Vascular dysfunction is an early feature of late onset Alzheimer's disease (AD), preceding classic AD pathology such as beta amyloid accumulation and formation of hyperphosphorylated tau. Such vascular dysfunction may promote classic AD pathology by decreasing blood flow, impairing brain oxygenation and clearance of molecules such as beta amyloid. The main genetic risk factor for AD is the ϵ4 allele of APOE, which has been found to increase blood brain barrier permeability and decrease vascular density, as well as decrease blood flow and functional hyperaemia in anaesthetised mice undergoing acute surgery.

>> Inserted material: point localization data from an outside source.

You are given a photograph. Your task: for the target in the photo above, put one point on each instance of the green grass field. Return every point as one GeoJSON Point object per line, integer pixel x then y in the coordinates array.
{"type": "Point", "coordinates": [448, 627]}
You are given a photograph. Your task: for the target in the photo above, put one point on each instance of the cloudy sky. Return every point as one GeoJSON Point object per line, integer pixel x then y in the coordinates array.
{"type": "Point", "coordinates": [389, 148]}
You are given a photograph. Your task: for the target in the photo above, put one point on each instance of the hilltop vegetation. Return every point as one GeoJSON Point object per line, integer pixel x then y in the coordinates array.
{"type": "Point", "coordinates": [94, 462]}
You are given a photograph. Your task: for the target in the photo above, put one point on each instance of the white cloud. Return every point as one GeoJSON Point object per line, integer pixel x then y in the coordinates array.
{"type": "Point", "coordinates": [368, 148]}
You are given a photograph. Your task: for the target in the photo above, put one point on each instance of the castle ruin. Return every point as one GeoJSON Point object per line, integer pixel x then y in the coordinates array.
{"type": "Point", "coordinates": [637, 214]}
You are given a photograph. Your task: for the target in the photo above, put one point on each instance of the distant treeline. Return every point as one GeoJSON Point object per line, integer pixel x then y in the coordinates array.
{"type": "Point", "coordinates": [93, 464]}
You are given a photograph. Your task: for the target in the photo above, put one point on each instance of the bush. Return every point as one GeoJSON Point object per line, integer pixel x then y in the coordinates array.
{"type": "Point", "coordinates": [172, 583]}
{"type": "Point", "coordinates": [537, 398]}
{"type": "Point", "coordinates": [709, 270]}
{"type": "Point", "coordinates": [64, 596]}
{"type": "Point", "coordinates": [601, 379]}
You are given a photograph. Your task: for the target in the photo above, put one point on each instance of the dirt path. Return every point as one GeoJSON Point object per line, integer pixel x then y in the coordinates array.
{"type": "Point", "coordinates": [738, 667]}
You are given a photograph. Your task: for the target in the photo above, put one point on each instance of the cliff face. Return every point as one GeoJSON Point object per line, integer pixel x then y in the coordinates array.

These results suggest that APOE4 may confer AD risk via its effects on the vasculature. However, the responses of neurons and individual vessels have not been studied, so neurovascular relationships are unknown, and no previous studies have looked at awake mice. We therefore measured neurovascular responses at rest and in response to visual stimulation using 2 photon imaging of awake APOE3 and APOE4 targeted-replacement (APOE TR) mice that expressed the calcium indicator GCaMP6f in excitatory neurons, while labelling the vascular lumen with Texas Red dextran. In parallel, we measured cerebral blood flow, blood oxygenation and cerebral blood volume using combined laser Doppler flowmetry and haemoglobin spectrometry. Measurements were performed in mice aged between 3-4 months to 12-13 months. We found a milder vascular deficit in awake mice than previous studies that used an acute surgical preparation: capillary responses to visual stimulation were the same in APOE3 and APOE4 TR mice, leading to unimpaired functional hyperaemia. However, neuronal calcium signals during visual stimulation were significantly enhanced in APOE4 mice, while there was a marked decrease in pial arteriole responsiveness and vasomotion. This pattern of results was unaffected by age, suggesting that APOE4 expression creates a stable, but mildly altered neurovascular state that does not itself cause degeneration. However, these changes likely make the system more sensitive to subsequent insults; for example, weaker vasomotion could impair clearance of beta amyloid as it starts to accumulate, and therefore may help explain how APOE4 expression increases risk of developing AD.